I hummed a little as I thought of the implications of this change in the plot. They'd get attacked by the trolls at this point, and Nfirea might actually bite the fucking dust if that's the case.

That would make the older Emmot girl sad. It's a little difficult to think about what to do. Change things for the fun of it? Assuming that it's nothing but a minor difference and see the plot descend into a cacophony of chaos for no good reason, or save the alchemist kid that has the bullshit talent to pick anything up without any negatives?

So many things that could go wrong when this comes, so, do I play it safe, or do I have some noise? You know what? I have the image of favoring the kid, so I'll just save the poor little shit.

(Hey, what are the chances that they hired the help of some of the weaker adventurers.)

(Let's not assume that our colleagues are nothing more than fodder, it's insulting their experience.)

(Call it a hypothetical, alright? Nabe, remember what you said about this side of the kingdom having a more bestial smell to it? Like there was something that was making it difficult to travel these parts?)

(Yes, Me-Markus, that's true.)

(Goblin hordes aren't the main issue yet, but these lands don't just contain goblins, we got all manner of creatures all around here. Trolls come to mind the most. The speed when it comes to their regen is annoying, when you're a starter, and I don't wanna talk shit about the client, but skimping out whenever you're out looking for herbs and poisons for the concoctions that you need to make, well, let's judt say-)

(Fine, we'll track them down.

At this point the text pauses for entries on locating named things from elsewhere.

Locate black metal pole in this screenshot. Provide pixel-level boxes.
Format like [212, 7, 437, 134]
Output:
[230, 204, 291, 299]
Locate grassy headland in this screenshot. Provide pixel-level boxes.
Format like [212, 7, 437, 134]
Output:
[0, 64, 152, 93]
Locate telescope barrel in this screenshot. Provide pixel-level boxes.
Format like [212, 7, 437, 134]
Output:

I don't suppose you have a good idea where they might be?)

(Well, the gobboes go for some of the grassy areas and there's about a couple up front. The woods look good for getting ingredients, both alchemicals and functionals, so I'd have to say that we might actually be close to the-)

(AAH, BE CAREFUL! WE STILL NEED TO GET HIM TO THE SITE.)

(Man, I missed out on placing a bet!)

Momon pulled out his shied and one of the swords, Nabe took up hers, Shizu whipped out a fucking scythe for some reason, and I loaded my repeater with heavier ordinance.

(Go go go go go!)

I shouted out as I ran for the closest troll I could find, slid under his ass and popped a round behind him, before pulling out one of my revvies and aimed at the knee of one that was trying to go for me, it went off balance, and I blew it's brains out before I jumped up and started to go to town on them.

Momon bashed one of them down with his shield, threw his sword at a conga line of those cunts and skewered their asses like it was a barbeque. He lifted his shield up above the neck of the troll that he knocked down and decapitated it immediately.

I wanted to get in on that hand to hand stuff, but I was doing damn fine as well, shooting arrows out of the air while slapping potion bottles right at the faces of the gobboes when they were paying attention.

Nabe and Shizu both handled their own and made sure to head over to the Swords of Darkness, seeing if any of them were actually hurt within the altercations happening.

(We got them?!)

I shouted out to Nabe and gave me a thumbs up.

(Let's clean out the fucking house, eh Momon?!)

He got my [Message] and immediately buried himself under the ground with his shield above him, and the girls immediately casted three levels of protective spells to ensure the safety of the Swords of Darkness. I couldn't help but grin at the capability of teamwork right before me, and I pulled out something really fucking funny.

A fucking flamethrower filled to the brim with high grade Promethium, with a Hellflame circle on the igniter to make things extra spicy.

(My name may be Markus-) I said as I pulled out a gasmask as well and immediately strapped it to my face (-but today, you may call me HANS.)